Matemática islámica (hacia 800-1500)

El imperio islámico, establecido a lo largo del Oriente Medio, Asia Central, África del Norte, Iberia, y parte de la India, hizo aportes significativos en matemáticas en el siglo octavo. Aunque la mayor parte de los textos islámicos sobre matemáticas fueron escritos en árabe, no todos fueron escritos por árabes, dado que, así como el griego era usado en el mundo helenístico, el árabe era usado como el lenguaje escrito de los intelectuales no árabes a lo largo del mundo islámico en aquella época. Junto con los árabes, muchos otros importantes matemáticos islámicos fueron persas.

En el siglo IX, Al-Juarismi escribió varios libros importantes sobre los números arábigos y sobre los métodos de resolución de ecuaciones. Su libro Sobre los cálculos con números arábigos, escrito alrededor del año 825, junto con el trabajo de Al-Kindi, fueron instrumentos para dar a conocer las matemáticas árabes y los números arábigos en Occidente. La palabra algoritmo se deriva de la latinización de su nombre, Algoritmi, y la palabra álgebra del título de uno de sus trabajos, Al-Kitāb al-mukhtaṣar fī hīsāb al-ğabr wa’l-muqābala (Compendio de cálculo por compleción y comparación). Al-Juarismi a menudo es apodado el padre del álgebra, por sus importantes contribuciones a este campo. Aportó una meticulosa explicación a la solución de ecuaciones de segundo grado con raíces positivas, y fue el primero en enseñar el álgebra en sus formas más elementales. También introdujo el método fundamental de reducción y balance, refiriéndose a la colocación de los términos restados al otro lado de una ecuación, es decir, la cancelación de términos iguales que se encuentran en lados opuestos de una ecuación. Esta operación fue descrita originariamente por Al-Jarismi como al-jabr. Su álgebra no solo consistía “en una serie de problemas sin resolver, sino en una exposición que comienza con las condiciones primitivas que se deben dar en todos los prototipos de ecuaciones posibles mediante una serie de combinaciones, a partir de este momento serán objeto de estudio.”

El posterior desarrollo del álgebra vino de la mano de Al-Karaji. En su tratado al-Fakhri extiende la metodología para incorporar potencias y raíces de cantidades desconocidas. La primera demostración por inducción matemática de la que se tiene constancia aparece en un libro escrito por Al-Karaji en el 1000 d.C., en el que demuestra el teorema del binomio, el triángulo de Pascal, y la suma de cubos integrales. El historiador de las matemáticas, F. Woepcke, elogió a Al-Karaji por haber sido “el primero en introducir la teoría del cálculo algebraico.” También en el siglo X Abul Wafa tradujo las obras de Diofanto al árabe y desarrolló la función tangente. Ibn al-Haytham fue el primer matemático en deducir la fórmula de la suma de las ecuaciones cuárticas, usando un método que puede generalizarse para determinar la fórmula general de la suma de cualquier potencia entera. Desarrolló una integración para calcular el volumen de un paraboloide y fue capaz de generalizar sus resultados para las integrales de polinomios de más de cuarto grado. Incluso se acercó bastante a la fórmula general de la integral de polinomios, aunque no estaba interesado en polinomios de grado mayor que cuatro.
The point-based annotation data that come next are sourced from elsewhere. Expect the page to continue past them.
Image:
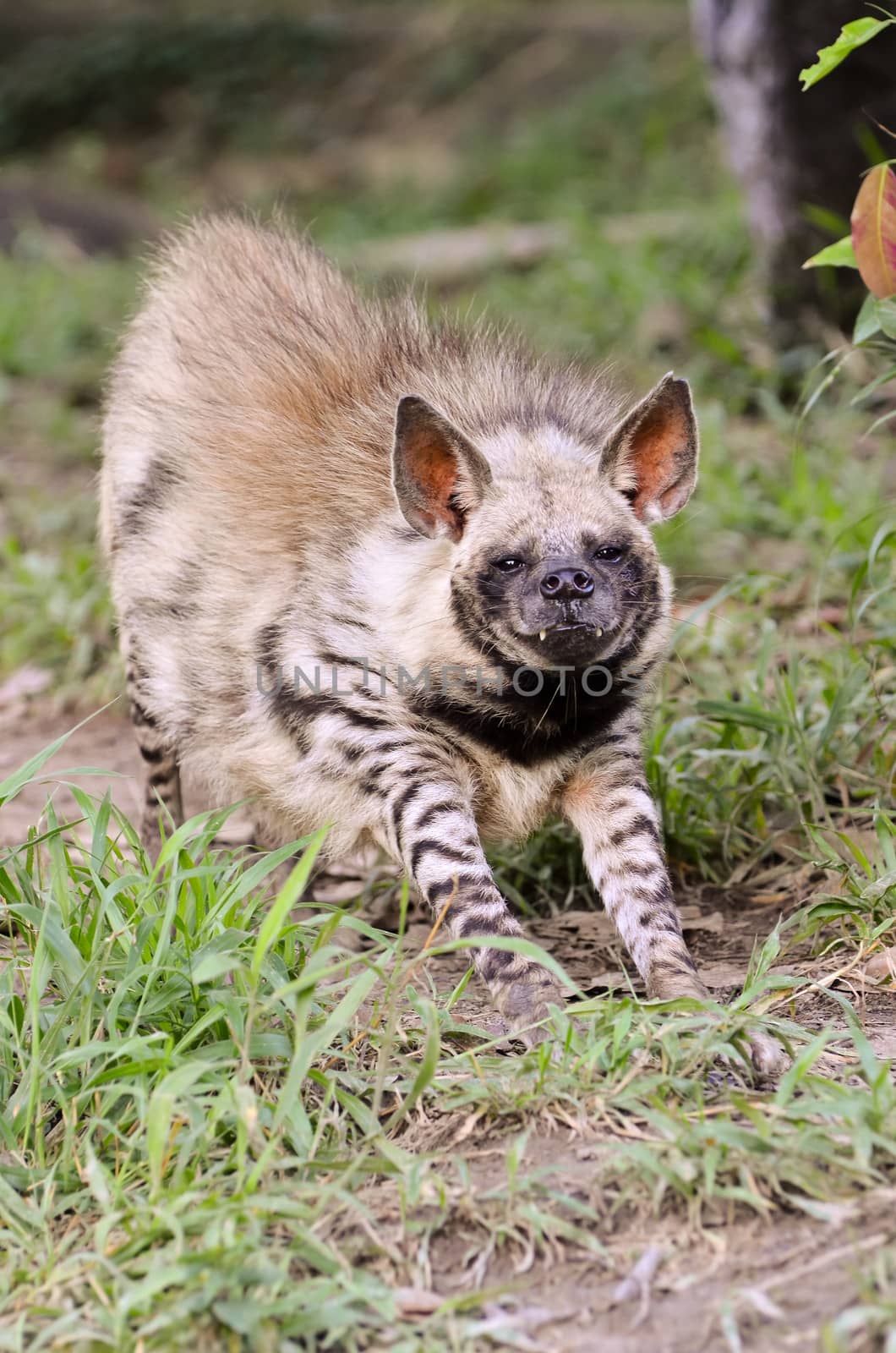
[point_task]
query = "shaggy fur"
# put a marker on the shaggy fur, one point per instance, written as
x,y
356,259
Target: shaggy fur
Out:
x,y
363,566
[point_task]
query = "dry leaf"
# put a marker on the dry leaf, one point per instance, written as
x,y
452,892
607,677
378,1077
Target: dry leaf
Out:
x,y
882,967
873,225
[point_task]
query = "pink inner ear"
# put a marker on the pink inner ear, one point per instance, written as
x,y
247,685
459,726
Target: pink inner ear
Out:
x,y
434,468
655,457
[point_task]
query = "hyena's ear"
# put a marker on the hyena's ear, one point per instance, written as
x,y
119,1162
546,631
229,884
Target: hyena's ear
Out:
x,y
437,474
651,455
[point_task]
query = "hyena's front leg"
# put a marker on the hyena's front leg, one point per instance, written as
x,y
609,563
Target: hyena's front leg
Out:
x,y
432,829
616,818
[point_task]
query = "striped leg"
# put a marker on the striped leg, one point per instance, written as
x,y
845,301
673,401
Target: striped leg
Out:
x,y
617,820
161,797
614,813
434,831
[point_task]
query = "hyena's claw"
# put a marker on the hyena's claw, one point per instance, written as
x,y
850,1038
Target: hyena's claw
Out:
x,y
527,1001
767,1054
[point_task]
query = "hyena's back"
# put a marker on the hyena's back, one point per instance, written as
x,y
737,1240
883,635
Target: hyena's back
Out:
x,y
243,374
247,446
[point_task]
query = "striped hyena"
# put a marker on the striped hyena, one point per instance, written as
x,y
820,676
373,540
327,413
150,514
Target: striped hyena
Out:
x,y
394,577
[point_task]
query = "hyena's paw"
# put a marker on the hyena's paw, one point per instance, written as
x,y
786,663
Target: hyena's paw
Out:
x,y
524,1000
767,1054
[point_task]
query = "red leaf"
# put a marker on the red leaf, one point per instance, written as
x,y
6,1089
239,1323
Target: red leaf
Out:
x,y
873,223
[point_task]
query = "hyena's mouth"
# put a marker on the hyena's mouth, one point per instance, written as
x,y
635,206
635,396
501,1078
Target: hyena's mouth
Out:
x,y
571,627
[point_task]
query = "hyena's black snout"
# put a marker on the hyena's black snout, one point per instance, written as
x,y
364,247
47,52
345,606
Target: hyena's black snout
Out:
x,y
566,582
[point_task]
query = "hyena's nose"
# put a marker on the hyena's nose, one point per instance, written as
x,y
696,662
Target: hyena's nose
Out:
x,y
567,583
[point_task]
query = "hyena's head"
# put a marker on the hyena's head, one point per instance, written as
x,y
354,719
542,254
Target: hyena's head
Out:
x,y
553,561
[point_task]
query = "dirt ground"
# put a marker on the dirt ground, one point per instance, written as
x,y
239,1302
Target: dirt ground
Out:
x,y
716,1285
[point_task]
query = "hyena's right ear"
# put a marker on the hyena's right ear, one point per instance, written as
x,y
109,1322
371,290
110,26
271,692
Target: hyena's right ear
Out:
x,y
651,457
437,474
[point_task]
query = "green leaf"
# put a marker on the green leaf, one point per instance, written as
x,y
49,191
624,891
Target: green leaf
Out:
x,y
853,36
286,899
866,321
838,255
887,315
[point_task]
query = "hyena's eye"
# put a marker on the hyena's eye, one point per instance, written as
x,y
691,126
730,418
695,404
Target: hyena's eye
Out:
x,y
609,554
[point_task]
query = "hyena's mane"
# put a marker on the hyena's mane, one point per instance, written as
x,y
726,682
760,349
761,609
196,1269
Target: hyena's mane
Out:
x,y
256,333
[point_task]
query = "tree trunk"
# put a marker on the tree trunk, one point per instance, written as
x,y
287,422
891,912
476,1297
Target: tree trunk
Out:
x,y
790,151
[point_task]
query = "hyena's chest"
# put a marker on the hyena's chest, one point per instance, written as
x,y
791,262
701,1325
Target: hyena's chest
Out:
x,y
513,802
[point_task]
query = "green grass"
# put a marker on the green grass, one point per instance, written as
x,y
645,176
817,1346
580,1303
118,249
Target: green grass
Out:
x,y
209,1109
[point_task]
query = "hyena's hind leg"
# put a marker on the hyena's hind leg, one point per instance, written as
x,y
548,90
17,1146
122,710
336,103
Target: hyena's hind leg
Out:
x,y
160,791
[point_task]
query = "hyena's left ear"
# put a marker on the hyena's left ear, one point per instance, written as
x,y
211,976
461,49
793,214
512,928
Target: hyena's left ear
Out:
x,y
651,455
437,474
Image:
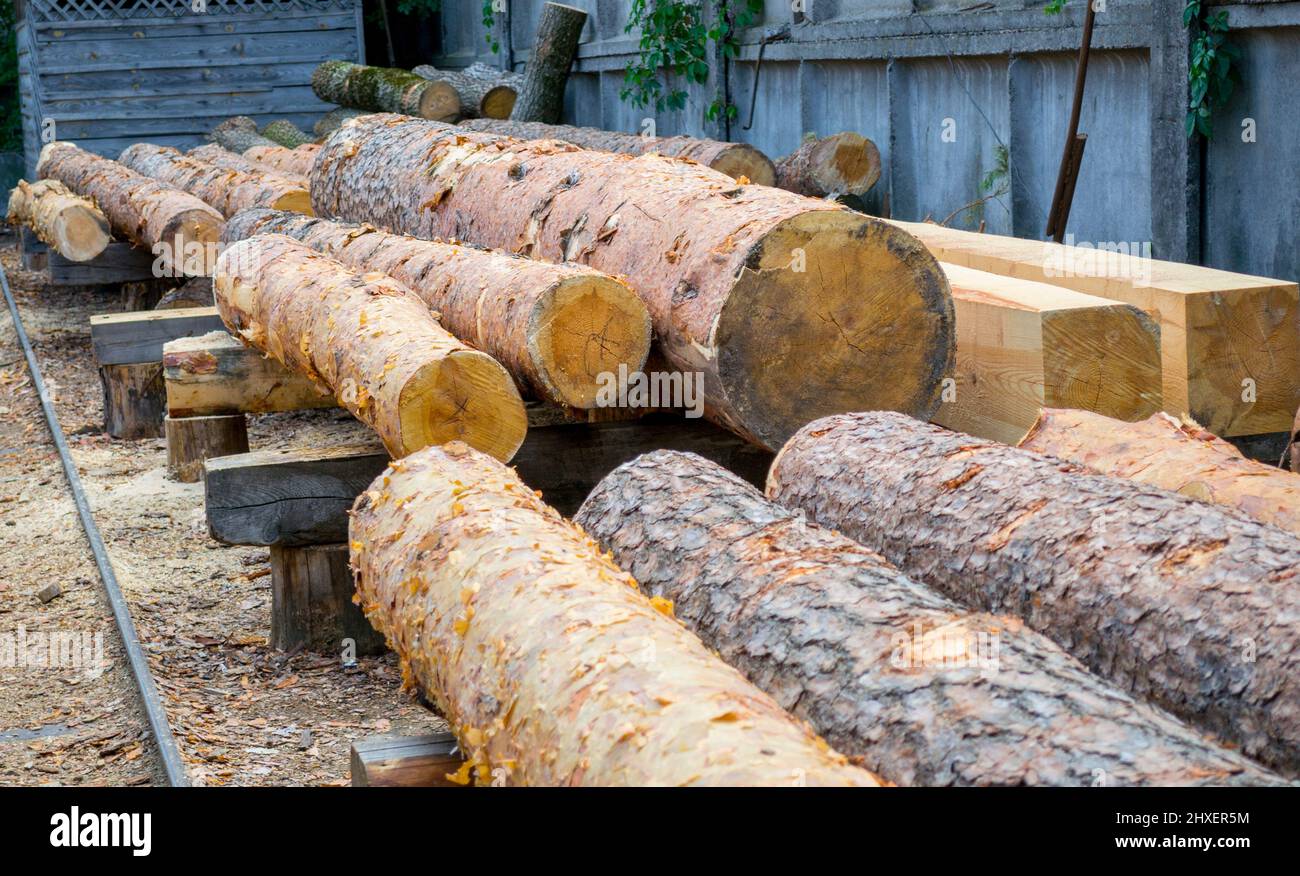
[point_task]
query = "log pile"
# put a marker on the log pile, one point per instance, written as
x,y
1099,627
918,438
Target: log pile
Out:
x,y
372,343
557,328
923,690
230,191
385,90
789,307
1187,605
70,224
740,161
143,211
1173,455
547,664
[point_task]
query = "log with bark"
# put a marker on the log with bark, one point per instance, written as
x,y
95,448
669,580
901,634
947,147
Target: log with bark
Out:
x,y
385,90
844,164
287,134
1191,606
230,191
789,307
290,163
736,160
1171,454
541,98
372,343
65,221
923,690
562,330
484,91
547,664
151,215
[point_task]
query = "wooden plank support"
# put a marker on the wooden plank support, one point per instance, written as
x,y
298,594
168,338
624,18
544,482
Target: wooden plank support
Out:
x,y
1230,343
311,603
1022,346
406,762
302,497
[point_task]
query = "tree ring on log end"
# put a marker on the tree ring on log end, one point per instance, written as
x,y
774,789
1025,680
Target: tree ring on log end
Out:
x,y
463,397
583,328
833,312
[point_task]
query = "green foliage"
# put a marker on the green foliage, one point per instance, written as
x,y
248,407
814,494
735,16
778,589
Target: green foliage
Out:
x,y
11,115
676,37
1212,66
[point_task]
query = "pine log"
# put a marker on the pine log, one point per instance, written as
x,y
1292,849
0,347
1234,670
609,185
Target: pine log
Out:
x,y
844,164
1022,346
484,92
1230,343
557,328
547,664
72,225
1173,455
385,90
226,190
287,134
369,341
291,163
923,690
147,212
1191,606
789,307
541,98
740,161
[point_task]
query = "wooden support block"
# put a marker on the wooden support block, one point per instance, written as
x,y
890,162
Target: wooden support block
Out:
x,y
190,441
215,374
1023,346
311,602
302,497
1230,343
134,399
406,760
128,338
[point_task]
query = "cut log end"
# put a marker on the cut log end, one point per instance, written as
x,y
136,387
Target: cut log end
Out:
x,y
584,328
463,397
878,306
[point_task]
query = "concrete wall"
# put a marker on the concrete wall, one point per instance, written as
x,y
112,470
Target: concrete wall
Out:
x,y
943,91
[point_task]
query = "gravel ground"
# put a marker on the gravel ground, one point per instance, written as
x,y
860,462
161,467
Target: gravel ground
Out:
x,y
242,712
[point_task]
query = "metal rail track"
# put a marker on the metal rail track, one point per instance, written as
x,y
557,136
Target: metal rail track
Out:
x,y
168,750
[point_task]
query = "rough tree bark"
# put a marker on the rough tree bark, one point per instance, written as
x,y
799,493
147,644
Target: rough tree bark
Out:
x,y
1173,454
385,90
547,664
541,99
291,163
844,164
372,343
70,224
736,160
228,190
1183,603
143,211
557,328
484,91
926,692
789,307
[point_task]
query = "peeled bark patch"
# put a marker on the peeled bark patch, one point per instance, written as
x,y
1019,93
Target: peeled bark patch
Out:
x,y
1170,454
923,690
1191,606
557,328
736,160
372,343
61,219
789,307
547,664
143,211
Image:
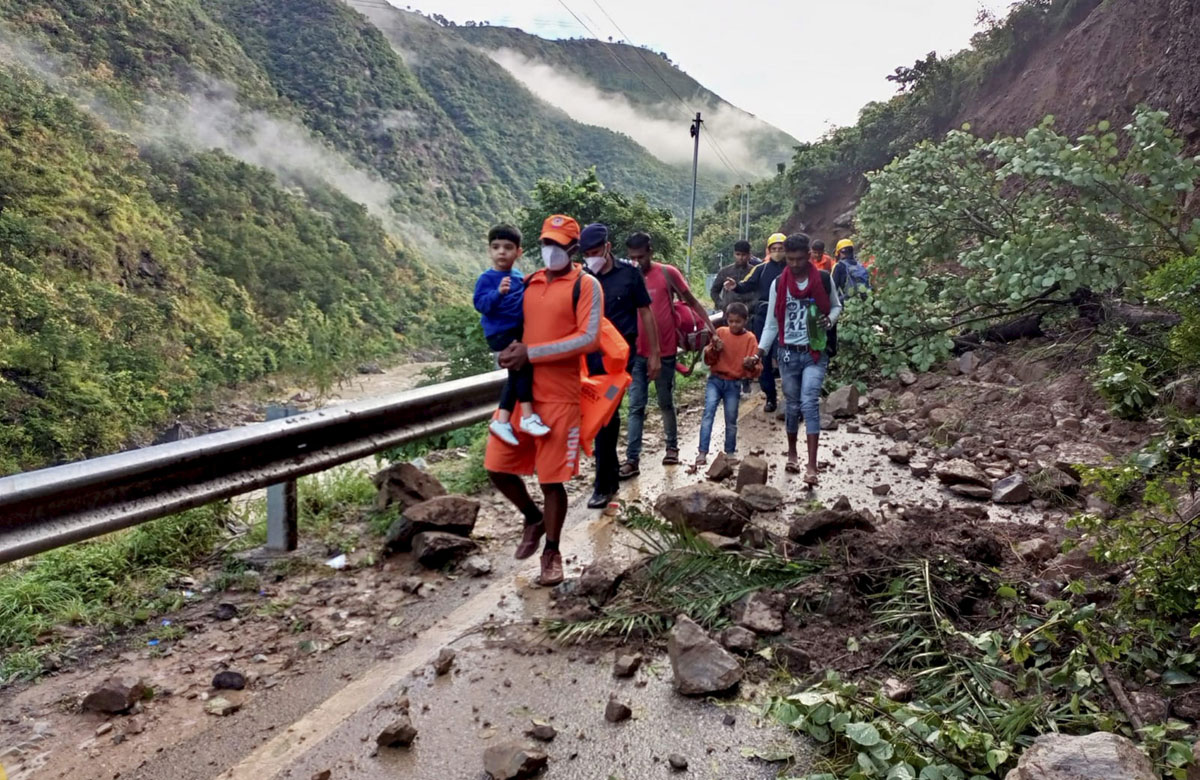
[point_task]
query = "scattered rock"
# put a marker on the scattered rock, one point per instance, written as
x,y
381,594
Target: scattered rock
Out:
x,y
762,498
1012,490
406,485
616,712
1097,756
721,469
739,640
971,491
399,733
436,549
1035,551
705,507
762,613
514,761
477,567
600,580
959,472
826,523
627,665
1150,706
793,659
221,706
543,732
843,402
753,472
444,660
115,695
701,666
229,681
897,690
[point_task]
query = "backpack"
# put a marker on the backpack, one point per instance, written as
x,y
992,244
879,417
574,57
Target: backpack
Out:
x,y
691,330
857,276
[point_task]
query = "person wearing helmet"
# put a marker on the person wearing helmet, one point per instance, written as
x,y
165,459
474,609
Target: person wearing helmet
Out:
x,y
760,281
849,275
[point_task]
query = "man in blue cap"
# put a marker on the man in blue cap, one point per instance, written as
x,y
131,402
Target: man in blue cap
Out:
x,y
625,301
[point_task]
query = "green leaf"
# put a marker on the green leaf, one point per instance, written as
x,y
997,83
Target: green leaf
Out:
x,y
863,733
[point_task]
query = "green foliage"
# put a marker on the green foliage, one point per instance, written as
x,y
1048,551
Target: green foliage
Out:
x,y
969,232
111,581
589,201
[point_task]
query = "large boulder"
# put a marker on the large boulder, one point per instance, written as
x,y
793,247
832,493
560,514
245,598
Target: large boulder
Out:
x,y
762,498
958,472
514,761
1012,490
705,507
406,485
751,472
448,514
825,523
1097,756
843,402
701,666
436,549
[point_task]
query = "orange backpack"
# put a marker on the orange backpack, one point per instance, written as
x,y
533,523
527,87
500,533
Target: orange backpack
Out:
x,y
600,395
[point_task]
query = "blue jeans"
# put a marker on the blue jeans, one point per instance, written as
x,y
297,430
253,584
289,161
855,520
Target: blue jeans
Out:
x,y
637,395
803,379
715,393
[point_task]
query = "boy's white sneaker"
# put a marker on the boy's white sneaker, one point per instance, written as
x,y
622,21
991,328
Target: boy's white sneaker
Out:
x,y
533,426
503,431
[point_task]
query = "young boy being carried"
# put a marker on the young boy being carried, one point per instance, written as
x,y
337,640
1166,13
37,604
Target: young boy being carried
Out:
x,y
499,297
732,357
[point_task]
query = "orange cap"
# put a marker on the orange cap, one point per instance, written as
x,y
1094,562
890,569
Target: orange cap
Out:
x,y
561,229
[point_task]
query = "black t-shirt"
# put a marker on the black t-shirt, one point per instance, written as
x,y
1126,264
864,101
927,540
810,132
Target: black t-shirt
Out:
x,y
624,293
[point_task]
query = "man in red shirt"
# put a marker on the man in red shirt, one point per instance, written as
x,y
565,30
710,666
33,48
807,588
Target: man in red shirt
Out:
x,y
557,331
664,283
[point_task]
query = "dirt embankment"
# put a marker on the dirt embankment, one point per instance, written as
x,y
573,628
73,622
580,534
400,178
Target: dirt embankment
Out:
x,y
1121,54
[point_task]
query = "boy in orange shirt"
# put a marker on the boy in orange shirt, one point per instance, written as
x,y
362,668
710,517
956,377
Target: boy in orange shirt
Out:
x,y
731,357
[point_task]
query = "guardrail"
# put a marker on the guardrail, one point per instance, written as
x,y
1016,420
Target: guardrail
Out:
x,y
64,504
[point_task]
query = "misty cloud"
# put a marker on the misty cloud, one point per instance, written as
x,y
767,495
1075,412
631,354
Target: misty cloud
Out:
x,y
666,139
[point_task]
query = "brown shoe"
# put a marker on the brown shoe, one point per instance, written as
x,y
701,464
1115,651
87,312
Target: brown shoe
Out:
x,y
551,568
529,540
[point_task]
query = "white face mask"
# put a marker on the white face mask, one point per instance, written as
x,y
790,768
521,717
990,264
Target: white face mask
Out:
x,y
595,263
555,257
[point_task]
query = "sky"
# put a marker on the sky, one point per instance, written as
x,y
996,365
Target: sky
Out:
x,y
802,65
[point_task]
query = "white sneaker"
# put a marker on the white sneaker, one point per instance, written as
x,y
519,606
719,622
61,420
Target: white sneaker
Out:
x,y
503,431
534,426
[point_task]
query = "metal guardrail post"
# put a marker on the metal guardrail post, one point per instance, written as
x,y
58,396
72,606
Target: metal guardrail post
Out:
x,y
282,505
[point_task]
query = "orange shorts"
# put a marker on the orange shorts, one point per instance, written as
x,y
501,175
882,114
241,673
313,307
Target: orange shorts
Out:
x,y
555,456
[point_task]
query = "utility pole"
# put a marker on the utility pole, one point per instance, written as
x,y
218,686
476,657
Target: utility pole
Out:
x,y
695,166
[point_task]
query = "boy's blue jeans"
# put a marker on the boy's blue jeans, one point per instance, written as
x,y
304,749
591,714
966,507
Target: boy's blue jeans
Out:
x,y
718,391
803,379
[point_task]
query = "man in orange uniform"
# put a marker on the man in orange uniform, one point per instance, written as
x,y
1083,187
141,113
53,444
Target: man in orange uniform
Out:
x,y
557,331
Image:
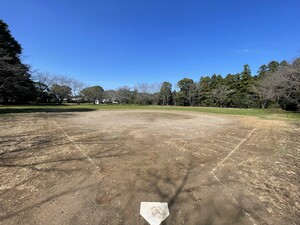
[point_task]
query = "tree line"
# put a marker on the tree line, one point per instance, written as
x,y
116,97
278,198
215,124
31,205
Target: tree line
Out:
x,y
276,84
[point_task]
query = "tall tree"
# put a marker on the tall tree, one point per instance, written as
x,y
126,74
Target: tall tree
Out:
x,y
15,82
93,93
187,91
166,93
61,92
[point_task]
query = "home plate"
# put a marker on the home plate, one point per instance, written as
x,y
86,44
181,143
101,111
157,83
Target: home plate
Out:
x,y
154,212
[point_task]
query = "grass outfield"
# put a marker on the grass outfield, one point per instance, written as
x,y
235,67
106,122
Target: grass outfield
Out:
x,y
261,113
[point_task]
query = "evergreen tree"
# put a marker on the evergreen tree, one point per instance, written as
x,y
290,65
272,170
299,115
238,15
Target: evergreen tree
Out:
x,y
15,82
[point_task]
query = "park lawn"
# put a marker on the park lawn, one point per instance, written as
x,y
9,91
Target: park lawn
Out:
x,y
260,113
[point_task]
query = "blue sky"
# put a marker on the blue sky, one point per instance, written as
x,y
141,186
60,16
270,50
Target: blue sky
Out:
x,y
123,42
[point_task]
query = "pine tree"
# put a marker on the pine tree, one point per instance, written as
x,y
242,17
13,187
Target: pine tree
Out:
x,y
15,83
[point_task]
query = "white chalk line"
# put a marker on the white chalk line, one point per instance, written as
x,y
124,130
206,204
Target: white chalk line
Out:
x,y
221,164
232,151
76,145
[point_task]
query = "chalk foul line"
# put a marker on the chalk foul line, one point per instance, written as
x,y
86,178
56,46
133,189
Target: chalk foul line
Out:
x,y
221,164
230,153
76,145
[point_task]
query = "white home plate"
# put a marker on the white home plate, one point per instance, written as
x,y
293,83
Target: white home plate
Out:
x,y
154,212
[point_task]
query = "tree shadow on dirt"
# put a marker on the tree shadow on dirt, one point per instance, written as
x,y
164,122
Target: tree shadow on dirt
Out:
x,y
191,204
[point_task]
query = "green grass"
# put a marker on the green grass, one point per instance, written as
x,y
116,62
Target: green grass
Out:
x,y
261,113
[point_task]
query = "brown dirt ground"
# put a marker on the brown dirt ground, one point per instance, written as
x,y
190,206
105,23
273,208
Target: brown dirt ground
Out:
x,y
96,168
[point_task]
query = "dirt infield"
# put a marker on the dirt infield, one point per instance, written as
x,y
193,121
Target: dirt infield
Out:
x,y
96,167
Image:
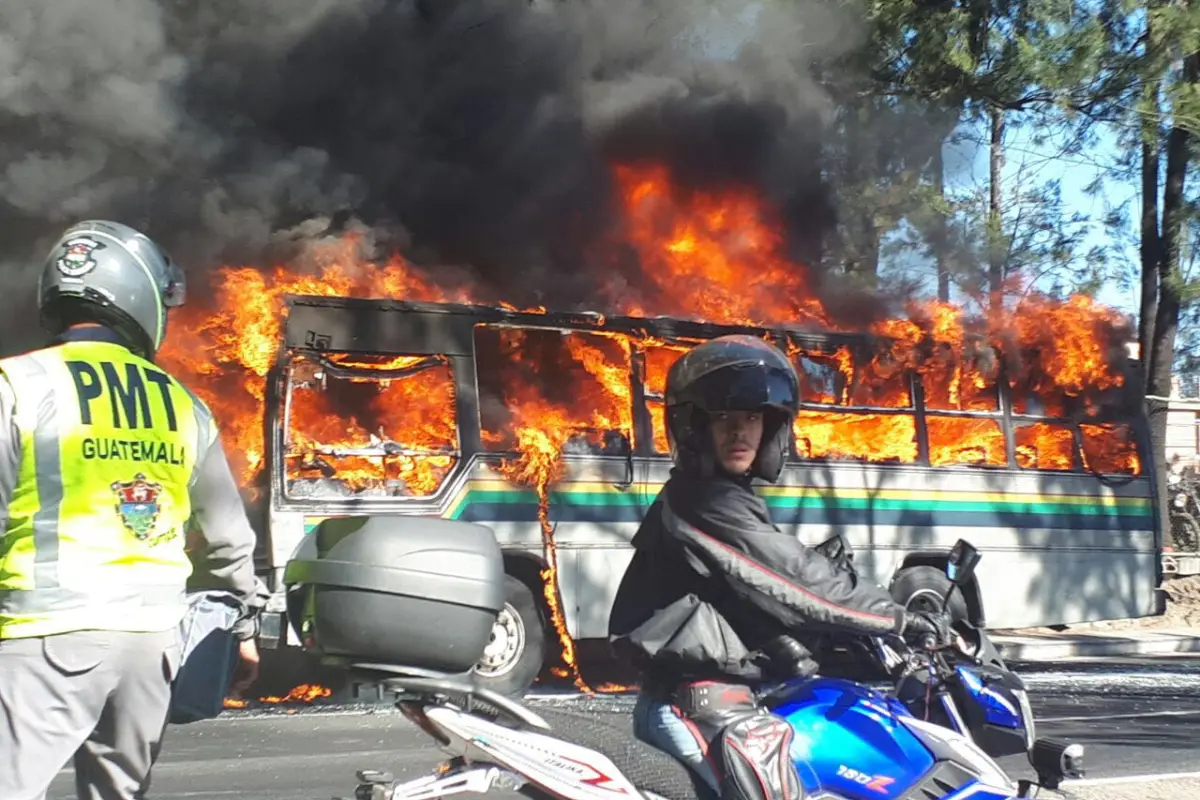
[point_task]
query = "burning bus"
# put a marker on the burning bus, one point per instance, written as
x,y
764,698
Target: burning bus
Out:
x,y
1023,429
547,428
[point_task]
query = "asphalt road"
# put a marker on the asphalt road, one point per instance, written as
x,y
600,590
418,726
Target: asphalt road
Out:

En las postrimerías del siglo XI, Omar Khayyam escribió Discusiones sobre las dificultades en Euclides, un libro sobre los defectos en los Elementos de Euclides, especialmente el postulado de las paralelas, y estableció los fundamentos de la geometría analítica y la geometría no euclídea. También fue el primero en encontrar la solución geométrica a la ecuación cúbica e influyó en la reforma del calendario.